Sarah Koenig reports in two astounding acts on Schenectady manhandler Steve Raucci. His temper and disposition with other people is that of a limp-peckered alcoholic who does not make up for shortcomings with his charm. His vindictiveness and manipulative behavior in the name of powermongering went unbelievably unchecked: jealous crushes, reassignments, leader takeovers, explosives, graffiti, faking to rape his secretary, all in good fun. He took over that maintenance office like a Mongol in Moscow.

“And all this time no one said anything because if they did they knew they’d face the same kind of retribution from Steve.” Through all of this collective suffering, Mr climbed up the ladder in three positions with overt conflict of interest. As if trying to simultaneously top while on the bottom, Raucci was not only the office’s Bossman and energy-monger, he was also their Jimmy Hoffa. What are the limits of control?

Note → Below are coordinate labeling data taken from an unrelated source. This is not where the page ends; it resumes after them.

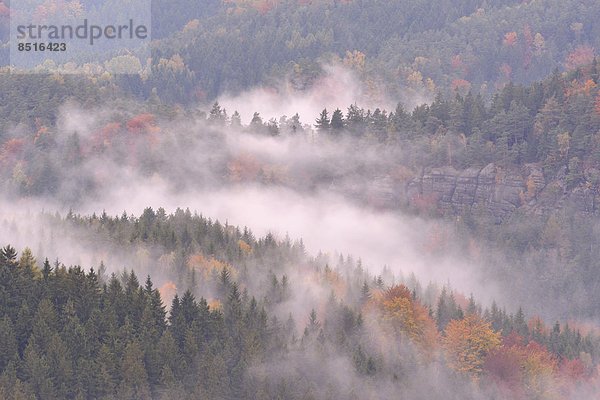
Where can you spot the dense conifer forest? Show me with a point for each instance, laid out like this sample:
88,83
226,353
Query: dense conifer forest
306,199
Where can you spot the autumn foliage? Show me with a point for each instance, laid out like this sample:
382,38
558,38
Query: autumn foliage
402,316
467,342
526,370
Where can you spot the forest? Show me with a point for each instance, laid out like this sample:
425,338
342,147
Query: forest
306,199
75,333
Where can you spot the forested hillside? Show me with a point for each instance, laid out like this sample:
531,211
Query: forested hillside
71,333
408,50
307,199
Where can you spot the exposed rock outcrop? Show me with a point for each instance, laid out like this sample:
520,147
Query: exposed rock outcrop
490,189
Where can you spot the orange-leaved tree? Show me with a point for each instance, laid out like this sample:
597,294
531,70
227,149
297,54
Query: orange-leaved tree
468,341
401,316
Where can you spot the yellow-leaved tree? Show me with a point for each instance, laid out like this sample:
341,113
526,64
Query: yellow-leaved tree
402,316
467,342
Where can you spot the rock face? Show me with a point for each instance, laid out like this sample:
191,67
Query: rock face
491,190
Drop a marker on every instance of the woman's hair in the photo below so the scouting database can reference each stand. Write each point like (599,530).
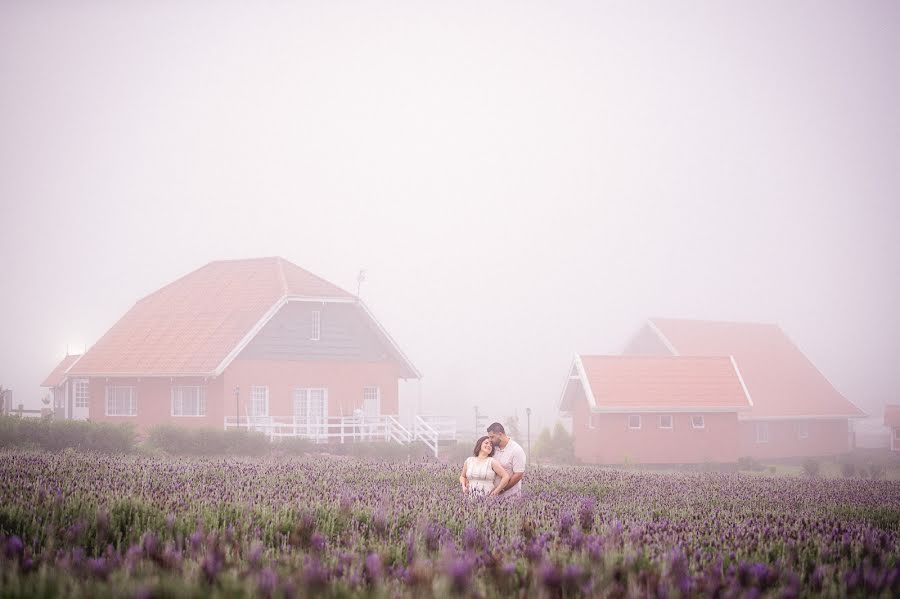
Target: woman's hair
(478,447)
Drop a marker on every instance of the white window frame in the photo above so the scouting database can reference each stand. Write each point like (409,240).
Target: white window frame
(82,394)
(368,397)
(178,392)
(311,423)
(259,393)
(315,332)
(131,400)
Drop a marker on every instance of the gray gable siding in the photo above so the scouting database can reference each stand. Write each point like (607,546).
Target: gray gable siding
(346,334)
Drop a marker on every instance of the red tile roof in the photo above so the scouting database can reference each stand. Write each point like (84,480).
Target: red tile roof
(193,324)
(59,373)
(782,382)
(660,384)
(892,416)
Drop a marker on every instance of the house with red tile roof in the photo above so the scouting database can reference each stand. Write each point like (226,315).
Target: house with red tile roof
(689,391)
(258,342)
(795,411)
(892,421)
(655,409)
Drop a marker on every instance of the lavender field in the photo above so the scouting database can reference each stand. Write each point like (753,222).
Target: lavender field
(88,525)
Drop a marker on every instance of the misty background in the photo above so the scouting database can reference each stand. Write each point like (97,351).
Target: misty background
(520,181)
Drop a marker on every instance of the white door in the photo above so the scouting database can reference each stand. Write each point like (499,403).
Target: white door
(371,402)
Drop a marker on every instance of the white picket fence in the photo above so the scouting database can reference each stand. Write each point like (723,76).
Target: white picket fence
(427,429)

Is it so wrong that employees defaulted to “I’m just doing what my boss tells me to do?” While Nietzsche would hurl from the massive sheep collective, Carl Strock of the Daily Gazette observed during the trial that the moving accounts of the fearsome victims made him empathize with their inaction and self-preservation. “He was surrounded above and below by people who turned the other way,” remarks Koenig.
Aside from employee silence, the union, schoolboard, district administration, and even the media turned a blind eye voluntarily, like a self-imposed Chernobyl with no hope for glasnost.

Act 2: He was surrounded above and below by people who turned the other way.

In all, I’m not sure which historical tyrant best fits the egregious takeover Raucci was jailed for. With a poster of Don Corleone behind him, Steve Raucci ravaged the entire system and its citizens, with explosives.

Not everyone can be as smooth as Glass. Maybe one day someone will write about Ira’s deserving radio punim on the weekly.